Clearly this currency cannot go on as it is. It will do so for the moment but there are very big troubles ahead. This is because although policians speak in robust terms of the solidity of the Euro and their determination to defend it at all costs, they no longer have the political consensus behind them to make the changes which would make that survival possible. The predictions in the previous post may be coming true already.

Tuesday, December 7th, 2010

NATO Plans

The latest Wikileaks contain an interesting plan for the defence of Poland and the Baltic states from a Russian attack. On the one hand this is just military  preparedness for any eventuality. On the other it is stoking tension to no purpose.
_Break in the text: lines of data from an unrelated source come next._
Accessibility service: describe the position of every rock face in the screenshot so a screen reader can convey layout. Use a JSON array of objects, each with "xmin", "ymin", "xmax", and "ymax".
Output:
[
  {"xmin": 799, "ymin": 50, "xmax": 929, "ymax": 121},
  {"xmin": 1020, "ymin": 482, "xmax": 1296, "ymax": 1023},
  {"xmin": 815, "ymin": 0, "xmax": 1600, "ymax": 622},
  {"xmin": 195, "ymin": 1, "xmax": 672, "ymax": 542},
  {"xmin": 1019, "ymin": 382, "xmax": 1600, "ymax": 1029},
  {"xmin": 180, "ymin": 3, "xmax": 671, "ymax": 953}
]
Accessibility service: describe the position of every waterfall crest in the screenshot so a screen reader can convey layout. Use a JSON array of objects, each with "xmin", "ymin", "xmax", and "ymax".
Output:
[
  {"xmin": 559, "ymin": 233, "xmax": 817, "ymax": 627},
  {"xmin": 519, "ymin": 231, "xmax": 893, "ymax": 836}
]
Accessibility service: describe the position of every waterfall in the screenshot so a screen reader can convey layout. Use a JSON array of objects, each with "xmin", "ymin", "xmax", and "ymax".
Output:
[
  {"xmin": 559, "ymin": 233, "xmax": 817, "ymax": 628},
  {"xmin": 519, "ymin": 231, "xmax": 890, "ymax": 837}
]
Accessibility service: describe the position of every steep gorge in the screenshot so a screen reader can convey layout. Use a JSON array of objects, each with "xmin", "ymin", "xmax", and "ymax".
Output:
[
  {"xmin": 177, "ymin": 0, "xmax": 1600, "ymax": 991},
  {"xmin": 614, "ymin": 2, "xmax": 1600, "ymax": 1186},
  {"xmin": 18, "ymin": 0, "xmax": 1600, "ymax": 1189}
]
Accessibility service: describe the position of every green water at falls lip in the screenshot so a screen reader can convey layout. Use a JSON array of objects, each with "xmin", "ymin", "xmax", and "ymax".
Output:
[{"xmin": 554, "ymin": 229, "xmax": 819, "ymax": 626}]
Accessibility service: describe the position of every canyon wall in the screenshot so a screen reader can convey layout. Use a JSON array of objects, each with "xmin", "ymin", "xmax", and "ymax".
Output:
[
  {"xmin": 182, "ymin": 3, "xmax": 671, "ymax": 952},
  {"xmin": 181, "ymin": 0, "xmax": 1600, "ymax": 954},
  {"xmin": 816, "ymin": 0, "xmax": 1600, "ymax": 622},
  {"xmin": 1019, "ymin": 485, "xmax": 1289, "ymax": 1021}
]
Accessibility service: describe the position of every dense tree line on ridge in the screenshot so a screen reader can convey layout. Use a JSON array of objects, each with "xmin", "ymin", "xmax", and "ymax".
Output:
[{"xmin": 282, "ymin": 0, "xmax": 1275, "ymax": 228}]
Russian military doctrine, though nervous of NATO encirclement, no longer sees a NATO attack as likely or realistic and the proposed modernisation of Russia’s somewhat creaky armed forces, recognises this. Above all it knows that  Russian attack on Western Europe to create some huge Russian Empire in the west, according to the earliest and wildest dreams of the early Soviet revolutionaries, is as daft as Britain setting out to reconquer Africa.

Unfortunately the U.S. military has always played a disproportionate role in the direction of the United States, upon whose success the very foundation of the country rests. Thus instead of a wind down after the end of the cold war, there was a cranking up, given fuel by 9/11. British foreign policy needs now to exercise a more restraining hand on the Pentagon. We have to go back to our Viet Nam posture. Do it if you want but we are not with you. Thus there should be no British division in this rash Nato plan. France has already said no.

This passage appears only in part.